When personalizing, make sure you stay relevant by focusing on context. Don’t personalize for the sake of personalization, do it to improve user experience. A good anchor point is personalizing based on a visitor’s objective. Here are three examples:

  • If someone opens your newsletter and clicks through to your website, hide the newsletter opt-in and show them an interesting ebook instead
  • If a customer returns to your website, replace your promo video with a video about your newly released features
  • If you are using social proof, localize it, so visitors see recommendations from companies and people they can relate to

2. Be subtle

Another key thing about personalization is that it shouldn’t be intrusive. Sorry for getting all biblical here but simply follow the golden rule. Treat others the same way you want them to treat you.

Would you be comfortable on a website that is constantly pestering you with recommendations for products that are exactly like the product you bought there last week? Does greeting a returning visitor by their first name really help you sell your product? Most likely not.

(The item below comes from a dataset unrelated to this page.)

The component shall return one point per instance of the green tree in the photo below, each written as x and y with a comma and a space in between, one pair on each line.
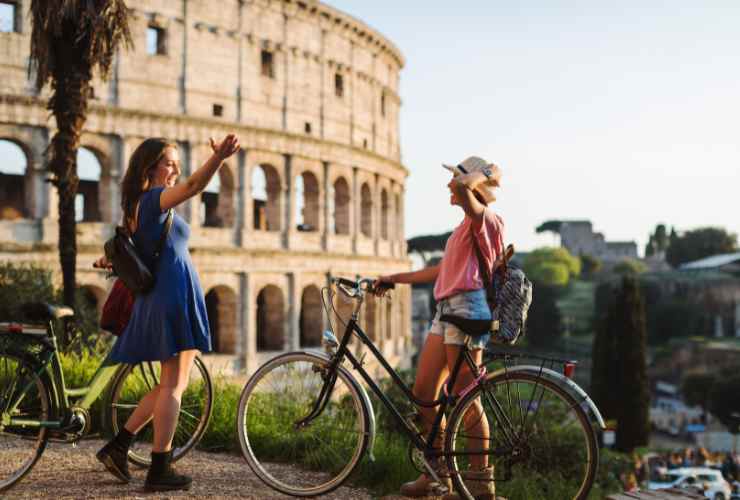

On the other hand, if you’re searching for furniture online and you arrive at a landing page that says “Free delivery to {{city}},” you’ll be delighted by the subtle personalization.  

3. Be transparent

Consumers demand transparency these days and GDPR requires it. Audit your website and carefully assess which visitor data you need.

Are you being explicit enough about the type of data you collect and how you use it? Is your request for consent specific enough? Is your privacy policy easy to find and can users easily request their data?

4. Be compliant

This is a no-brainer. No one wants to risk a €20 million fine or lose four percent of their annual revenue. Make sure to document under which legal basis you use what kind of data for personalization.

Conclusion

If you collected personal data before and will expand the use of that data for purposes other than the original one, you’ll need to investigate whether you can use one of the lawful grounds from Article 6 of the GDPR, or whether you need to get your customers’ permission for this new purpose.

Likewise, if someone reaches out to your DPO (data protection officer) and they ask your company to erase their data, any identifiers used for personalization (such as cookies) need to be deleted too. As a result, there should be no user profile for the person and they should be treated as a new visitor when returning to your website.

The bottom line is, personalization is a powerful tool to get your message across effectively. It can work wonders in improving your user experience. But it shouldn’t be abused. Make sure to be compliant, seek legal counsel if you’re in doubt, and work with software vendors that take privacy and data protection seriously.